The man who walks toward the light.

  • Realist
    I see things as they are — not as I wish them to be, not as fear paints them.
  • Hard Working
    I put in the work every day. Quiet, steady, unglamorous. For us.
  • Disciplined
    Focused on progress. The kind that you only notice years later, when you look back.
  • Honest About My Faults
    I do not pretend to be perfect. I know where I crack. I know what I carry.
  • In Control of My Anger
    Provoke me long enough and yes — I can become very angry. But I choose control. I do not let anger define me.
As You Describe Me

A man drawn in shadow.

  • Bipolar
    Erratic. Unpredictable. Different from one day to the next. As if my moods were a verdict, not a feeling.
  • Paranoid
    "They're watching me." "Trust no one." "Everyone is against me."
  • Dangerous
    Reduced to a temper. As if the storm were the whole of the sky.
  • Unwell
    Pathologized. Diagnosed across the dinner table. Named without consent.
  • A Villain
    Cast in a role I did not audition for, in a story where I am not the author.
And yet

Most of what you call my worst, you lit the match for —
and then named me for the burning.

— A truth I cannot keep swallowing
For The Record

I know my own issues.
I refuse to be the villain in my own family.

I am not a perfect man. I have never claimed to be. I have a temper that, given enough provocation, can break the surface. I have moods. I have edges.

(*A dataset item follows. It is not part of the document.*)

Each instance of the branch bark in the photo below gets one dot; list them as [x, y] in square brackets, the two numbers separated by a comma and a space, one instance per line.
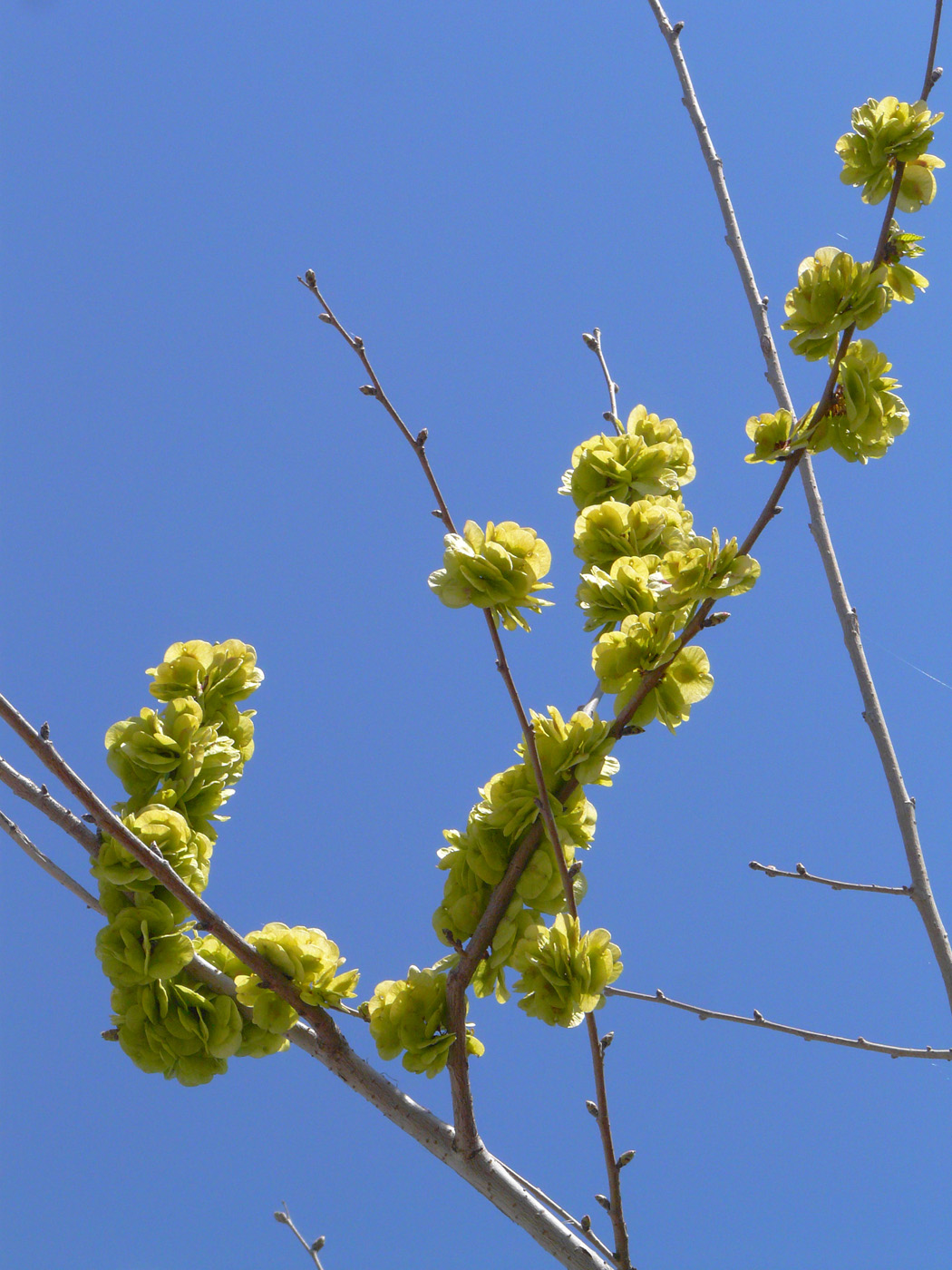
[903, 804]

I see them. I work on them. I own them.

But there is a difference between a man with faults and a man who is his faults. Between someone who sometimes gets angry, and someone who is anger. Between a partner who is struggling, and a diagnosis dressed up as a husband.

When you describe me, I do not recognize myself. The man you talk about is someone I would also be afraid of. He is bipolar, paranoid, watched by no one and trusted by none. He is a caricature drawn in the worst light, by someone who knows exactly where the bruises are.

I am not him.

And the moments you point to as proof — the anger, the heat, the loss of patience — most of them did not arise from nothing. They were summoned. Pushed for. Pressed against. It does not excuse my reactions. I am still responsible for what I do with what I feel. But I will not accept being judged on the explosion while the long, deliberate work of the fuse goes unmentioned.

I love you.
I am not going anywhere.
But I will not let this be the version of me that stands.

I want us to find each other again. Not as the bipolar man and the woman who survives him — but as two people who once chose each other on purpose, and could choose each other again.